I can relate to you , as I gained weight when I was a caregiver for my mother. It is a tough emotional job. It's hard to fathom exercising when emotional exhaustion sets in. For some reason this season is hitting me hard. I think it is something about the five year mark since my mother's passing. I have been using a sunlight lamp and music to lift my spirits. Today I bought a fitbit to keep me accountable for getting my daily steps or movement. I am so happy to see the outpouring of support here and hope knowing so many of us are walking similar journeys and that you are not alone keeps you from self loathing. The most important thing we can do is be as kind to ourselves as we are to our love ones. Be careful of negative thoughts because they can become all consuming. I once read that people who speak negatively to themselves do do so up to 100 times a day. A daily gratitude journal can help immensely.

I am also late to the thread. And I am not sure that I can add much to the wise words above.

Take care of yourself, and cherish what is special when times are hard. And the odd soppy movie can help too.

Oh wow - when I read the title of this thread I just cringed. "Body hatred" is such a strong emotion to feel towards oneself! I'm so sorry that you are going through this period in your life Shannon! I don't have any advice to offer that hasn't already been mentioned by someone else - but just know that I am thinking of you and sending you hugs!

Shannon, I always look at your posts and admire your outfits and your sense of style, and have never noticed in the last year or so that you've gained any weight. What I do always notice is your glowing complexion and gorgeous lipstick after your new makeup revision last year, and I think, "dang, I have to get up to date with my makeup, Shannon looks fabulous!"

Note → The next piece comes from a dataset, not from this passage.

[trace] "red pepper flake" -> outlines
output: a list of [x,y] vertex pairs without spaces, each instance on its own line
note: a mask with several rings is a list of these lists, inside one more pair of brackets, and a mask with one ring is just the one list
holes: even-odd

I just had to chime in with hugs along with everyone else. And echo what Angie said. When I read your post I had to go search out other posts of yours just to make sure that it was really you. I thought I must have mixed you up with a Shannon I wasn't familiar with. I was actually disoriented for a few minutes because the woman with the impeccable style who always looks amazing (and who is showing no physical changes that I can see in photos) couldn't possibly be having a clothing/body crisis! But truly, I get it. Some of the weight I lost is coming steadily back on, I'm getting hot flashes and other peri-menopausal changes, and I want to eat everything - all the time. Everything feels topsy-turvey and I'm worried about some favorite new clothes starting to feel tighter. It's very unnerving. But I remember feeling this way when I started losing weight too, because I had some clothes I loved that I didn't want to lose by them being too baggy. I really agree with others who say find the pieces that you own that fit you best. Put the tighter things away where you can't see them and be tortured by them. And rock your very best shoes, handbags, jewelry and scarves for variety. And know that most of us are in some version of this same boat, right along with you. I admire you and your style so much and hope that you will be encouraged with knowing you much you inspire the rest of us...

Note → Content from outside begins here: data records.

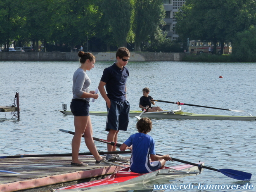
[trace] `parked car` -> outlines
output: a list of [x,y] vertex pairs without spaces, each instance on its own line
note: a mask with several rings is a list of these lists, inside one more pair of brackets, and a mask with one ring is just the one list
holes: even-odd
[[22,49],[22,47],[15,47],[14,50],[17,52],[25,52],[25,51]]
[[33,52],[35,51],[35,50],[33,49],[33,47],[23,47],[22,49],[25,52]]
[[[7,48],[5,48],[3,50],[3,52],[7,52]],[[16,52],[16,51],[15,51],[14,49],[14,48],[13,47],[9,47],[9,52]]]

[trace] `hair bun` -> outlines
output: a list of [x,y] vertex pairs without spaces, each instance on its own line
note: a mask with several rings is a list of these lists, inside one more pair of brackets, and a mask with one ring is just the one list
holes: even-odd
[[79,57],[82,57],[85,55],[85,53],[83,51],[79,51],[78,52],[78,56]]

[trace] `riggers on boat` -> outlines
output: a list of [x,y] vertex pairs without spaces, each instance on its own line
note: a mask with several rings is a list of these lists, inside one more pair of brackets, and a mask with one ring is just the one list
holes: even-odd
[[[73,115],[70,111],[59,110],[63,114],[68,115]],[[130,111],[129,116],[135,117],[139,116],[141,111]],[[91,115],[107,116],[107,111],[90,111]],[[237,116],[233,115],[204,115],[192,113],[183,112],[181,109],[164,111],[145,112],[141,117],[147,117],[149,118],[169,119],[213,119],[216,120],[237,120],[237,121],[255,121],[256,116]]]
[[[201,164],[202,165],[204,163]],[[200,165],[199,164],[199,166]],[[104,179],[66,187],[55,190],[55,192],[92,191],[102,192],[116,191],[119,189],[138,184],[146,183],[152,180],[180,176],[185,175],[197,175],[199,166],[184,164],[159,169],[145,174],[129,171],[129,167],[117,171]],[[200,168],[200,167],[199,167]]]

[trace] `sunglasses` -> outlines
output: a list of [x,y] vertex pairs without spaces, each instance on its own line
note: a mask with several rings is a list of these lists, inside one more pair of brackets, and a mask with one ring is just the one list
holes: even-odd
[[123,59],[122,58],[121,58],[120,59],[122,59],[122,60],[123,62],[128,62],[128,61],[129,61],[129,59]]

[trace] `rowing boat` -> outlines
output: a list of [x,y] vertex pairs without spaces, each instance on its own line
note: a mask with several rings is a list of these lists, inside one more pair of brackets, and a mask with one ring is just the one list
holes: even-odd
[[[67,115],[73,115],[70,111],[59,110],[59,111]],[[129,116],[135,117],[138,116],[141,113],[141,111],[130,111]],[[91,115],[107,116],[107,111],[90,111]],[[213,119],[217,120],[237,120],[237,121],[255,121],[256,116],[237,116],[233,115],[206,115],[197,114],[193,113],[183,112],[181,109],[164,111],[145,112],[141,117],[147,117],[149,118],[169,119]]]
[[[203,165],[203,163],[202,164]],[[76,184],[69,187],[58,188],[56,192],[73,192],[90,191],[96,192],[117,191],[119,189],[128,186],[131,187],[139,184],[146,183],[159,179],[168,177],[180,177],[185,175],[197,175],[199,173],[198,167],[184,164],[164,169],[159,169],[146,174],[139,174],[129,171],[130,167],[126,167],[113,173],[107,177],[100,180]]]

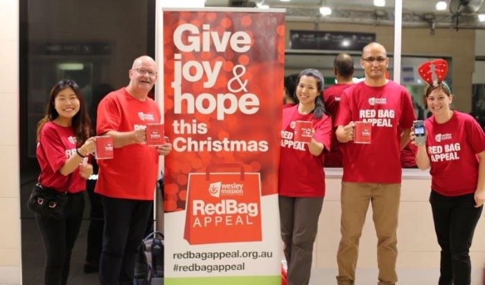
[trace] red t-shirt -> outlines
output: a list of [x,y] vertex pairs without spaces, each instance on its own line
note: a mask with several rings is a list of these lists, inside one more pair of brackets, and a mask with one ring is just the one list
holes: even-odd
[[393,81],[379,87],[361,82],[342,95],[335,126],[351,121],[372,122],[370,144],[342,144],[342,181],[357,183],[400,183],[400,134],[409,129],[416,115],[405,88]]
[[39,183],[58,191],[76,193],[86,189],[79,167],[64,176],[59,172],[66,160],[76,155],[76,136],[71,127],[47,122],[40,131],[35,154],[40,165]]
[[453,111],[451,119],[439,124],[425,121],[426,150],[431,163],[431,188],[448,196],[477,190],[478,157],[485,150],[485,134],[470,115]]
[[[335,115],[339,109],[339,103],[340,103],[340,98],[342,93],[345,89],[353,85],[351,84],[335,84],[325,89],[324,91],[324,102],[325,102],[325,109],[330,113],[332,118],[335,118]],[[337,127],[334,127],[333,134],[335,134]],[[328,154],[325,155],[324,166],[327,167],[342,167],[342,155],[340,149],[341,143],[337,140],[337,136],[333,136],[332,149]]]
[[[132,131],[160,122],[160,109],[152,99],[141,102],[122,88],[99,103],[96,133]],[[114,149],[112,159],[100,159],[95,192],[113,198],[152,200],[158,172],[158,151],[135,143]]]
[[313,113],[302,115],[298,105],[283,110],[281,125],[281,150],[279,161],[279,194],[290,197],[321,197],[325,195],[324,151],[314,156],[308,145],[293,141],[294,121],[311,121],[315,140],[330,149],[332,138],[332,120],[326,115],[320,119]]

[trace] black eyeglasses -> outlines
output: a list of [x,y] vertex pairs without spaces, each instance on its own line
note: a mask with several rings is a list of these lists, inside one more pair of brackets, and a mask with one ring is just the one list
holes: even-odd
[[150,77],[155,77],[155,76],[157,76],[157,74],[155,71],[146,71],[145,69],[136,68],[136,69],[134,69],[134,71],[136,71],[138,73],[138,74],[139,74],[140,75],[144,75],[148,73],[148,75],[150,75]]
[[379,64],[382,64],[382,62],[385,62],[385,60],[387,59],[387,57],[367,57],[367,58],[362,58],[362,60],[364,60],[369,63],[373,64],[374,62],[377,62]]

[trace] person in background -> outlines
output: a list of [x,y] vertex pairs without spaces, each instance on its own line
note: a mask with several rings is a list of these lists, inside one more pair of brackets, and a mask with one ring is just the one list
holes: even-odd
[[39,183],[67,192],[61,220],[35,214],[46,250],[44,284],[65,285],[71,255],[82,221],[86,179],[93,173],[88,156],[96,147],[89,138],[89,118],[78,84],[61,80],[51,89],[45,116],[37,125]]
[[[416,116],[407,90],[386,79],[388,64],[382,44],[373,42],[364,47],[360,65],[365,79],[344,91],[334,124],[342,143],[344,165],[342,238],[337,253],[339,285],[355,282],[359,240],[369,203],[378,237],[378,284],[391,285],[398,280],[400,153],[409,140]],[[353,142],[354,121],[372,123],[371,143]]]
[[133,62],[126,87],[107,95],[98,107],[96,133],[113,138],[114,158],[98,161],[95,192],[101,195],[105,217],[100,259],[102,285],[132,284],[138,246],[148,223],[158,177],[159,156],[172,145],[148,146],[146,125],[159,123],[158,104],[148,97],[157,65],[144,55]]
[[[433,82],[425,99],[432,116],[425,120],[425,144],[416,163],[430,168],[430,203],[441,248],[439,285],[470,284],[468,255],[485,202],[485,134],[470,116],[452,111],[454,96],[445,82]],[[483,237],[482,237],[483,238]]]
[[283,91],[283,109],[298,104],[298,98],[295,94],[298,81],[297,74],[291,74],[285,77],[285,86]]
[[[113,87],[106,83],[96,85],[93,89],[93,98],[89,107],[89,117],[91,118],[91,132],[96,132],[96,109],[101,99],[106,94],[114,90]],[[94,193],[94,187],[98,181],[98,163],[96,159],[92,161],[93,174],[86,181],[86,189],[89,199],[89,226],[87,229],[86,244],[86,261],[82,270],[85,273],[93,273],[99,271],[99,258],[103,249],[103,228],[105,219],[103,216],[101,196]]]
[[[313,243],[325,195],[323,156],[330,149],[332,122],[321,95],[321,73],[306,69],[297,82],[299,102],[283,109],[279,204],[288,284],[305,285],[310,281]],[[312,122],[310,142],[294,140],[296,121]]]
[[[339,103],[342,92],[354,84],[352,80],[353,75],[353,59],[347,53],[340,53],[333,60],[333,73],[337,80],[337,84],[330,86],[324,91],[324,102],[325,108],[330,113],[333,119],[335,118],[339,109]],[[333,134],[337,130],[334,127]],[[341,145],[337,137],[333,136],[332,149],[325,156],[324,166],[326,167],[342,167]]]

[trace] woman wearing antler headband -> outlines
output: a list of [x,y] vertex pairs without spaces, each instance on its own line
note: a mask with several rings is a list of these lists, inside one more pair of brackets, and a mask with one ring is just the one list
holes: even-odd
[[468,251],[485,201],[485,134],[473,117],[450,109],[454,96],[443,81],[447,71],[443,59],[419,67],[429,84],[425,100],[432,116],[424,122],[425,143],[418,143],[414,131],[411,140],[418,147],[418,167],[431,167],[430,203],[441,248],[439,284],[470,284]]

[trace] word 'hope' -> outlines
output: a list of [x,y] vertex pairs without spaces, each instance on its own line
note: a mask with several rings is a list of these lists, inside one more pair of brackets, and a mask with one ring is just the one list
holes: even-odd
[[242,113],[252,115],[259,110],[259,99],[253,93],[247,93],[239,99],[232,93],[218,93],[215,97],[207,93],[197,96],[185,93],[182,94],[180,86],[175,88],[174,112],[182,113],[182,101],[187,106],[186,113],[193,114],[195,109],[202,114],[217,113],[217,120],[222,120],[225,115],[231,115],[240,110]]

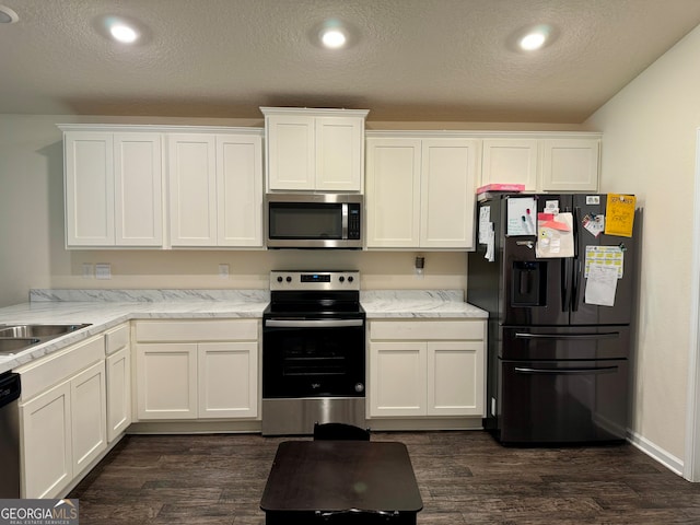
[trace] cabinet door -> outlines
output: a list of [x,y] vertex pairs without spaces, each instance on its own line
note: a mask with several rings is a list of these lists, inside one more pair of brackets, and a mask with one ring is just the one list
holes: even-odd
[[258,412],[258,346],[199,345],[199,418],[255,418]]
[[173,246],[217,245],[215,136],[174,133],[167,140]]
[[368,247],[418,247],[420,139],[371,138],[366,147]]
[[161,133],[115,133],[117,246],[163,245]]
[[113,246],[113,136],[97,131],[67,131],[63,145],[66,245]]
[[197,418],[197,345],[137,346],[137,415],[140,420]]
[[108,355],[107,442],[112,443],[131,424],[131,353],[129,348]]
[[73,478],[70,382],[20,407],[22,498],[56,498]]
[[70,382],[73,477],[107,448],[105,363],[100,361]]
[[262,246],[261,142],[256,136],[217,136],[219,246]]
[[527,191],[537,190],[536,139],[483,139],[481,180],[487,184],[524,184]]
[[266,117],[268,189],[314,189],[314,126],[312,116]]
[[425,416],[425,343],[370,343],[370,416]]
[[542,142],[542,190],[597,191],[598,139],[551,139]]
[[428,415],[483,416],[483,342],[428,342]]
[[315,188],[361,191],[364,118],[316,117]]
[[478,142],[422,141],[420,246],[474,248]]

Shannon, I had to chime in to respond to your thread. You have had lots of great advice, comforting words and wisdom already, and I can only nod along with so many. I want to add that to me, you are among the most important inspirations here one YLF, and I learn so much from you. I think you always look stylish and fabulous.

In addition to your effortless style, I also admire your ability to take every situation handed to you and turn it to something to learn from. That is a great asset. the upcoming holidays might bring some stress, but I hope they also bring you the opportunity to relax and wind down. I'm sure you will work out what's best for you in the long run. Hugs!

I'm nodding along with all the wise words already spoken and I'm sure you will find a path that works for you and that you put yourself at the top of that list you're going to write. But know this Shannon.. all I see when I look at your photos is a beautiful lady with a killer smile and a fabulous figure. x

What a comfort it is to know that there are such warm hearted people here, and that none of us needs to be alone through our highs or lows. I wish you strength and joy, Shannon.